2.Spectre of 2012: Retrospective tax amendment needs to be buried for India’s long-term benefit
Pranab Mukherjee’s decision as finance minister in 2012 to retrospectively amend a section of the Income-tax Act was perhaps the most economically damaging decision of UPA-2. Its reverberations continue as NDA clings on to the underlying approach. The most recent fallout of the 2012 amendment showed up last week when UK’s Cairn Energy filed a lawsuit in New York, seeking to enforce an international arbitral tribunal’s award against India. Target is Air India, described in the suit as the “alter ego” of the country. Aim is to seize the airline’s assets.
The retrospective amendment was introduced in the 2012 Budget to nullify a Supreme Court verdict that went in favour of Vodafone International in its income tax dispute with the government. This tax amendment set off a chain reaction. It potentially opened up cases that were done and dusted. One case that was exhumed was a transaction that Cairn Energy had undertaken in 2006. In Cairn’s case, the income tax department even sold its financial assets to realise the tax demand. Both Vodafone and Cairn filed arbitrations abroad claiming the government’s actions violated its bilateral investment treaties with the Netherlands and UK respectively.
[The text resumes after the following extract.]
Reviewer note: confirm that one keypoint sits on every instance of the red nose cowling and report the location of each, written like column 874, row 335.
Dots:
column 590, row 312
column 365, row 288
India lost both cases.
At a legal level, it may be seen as a dispute between India’s sovereign right over tax law and its sovereign commitment to honour international treaties. In both arbitral awards, the commitment to treaties was given precedence. The government disagrees and has challenged the Vodafone award. But this approach is counterproductive. It will have an adverse impact on potential foreign direct investment as it vitiates the investment atmosphere. It also affects Air India’s disinvestment exercise. For India’s long-term economic benefit, the 2012 retrospective amendment needs to be buried. Reputations matter in investment decisions.
3. The Sangh-BJP dynamic
The Bharatiya Janata Party (BJP) is grappling with not just the most serious health emergency this country has ever seen, but also an emerging political crisis. For the first time in seven years, there are voices within the ruling party’s ideological and political ecosystems asking tough questions to the government about its preparations for the second wave, the absence of medical infrastructure, and the slow vaccination drive. Supporters of the party — just like other Indian citizens, irrespective of political affiliation — have suffered and lost loved ones, and there is a defensiveness that has crept into the party’s response to the criticism.
In this backdrop, Rashtriya Swayamsevak Sangh (RSS) supremo Mohan Bhagwat, considered the moral guardian of all Sangh affiliates (of which the BJP is one), and who was infected with Sars-CoV-2 himself last month, made his first public remarks on the second wave. Mr Bhagwat claimed that the government, administration and citizens had all become complacent. But that was, broadly, the limits of his criticism, hedged with how society had to share the blame with the State and repeated encouragement to all citizens to stay positive in these difficult times. Mr Bhagwat’s statement has been interpreted as either the Sangh taking a muted, but adversarial, position to warn the government, or a supportive approach, which takes into account the prevailing public sentiment, but actually underscores the need to stay united behind the government in this battle.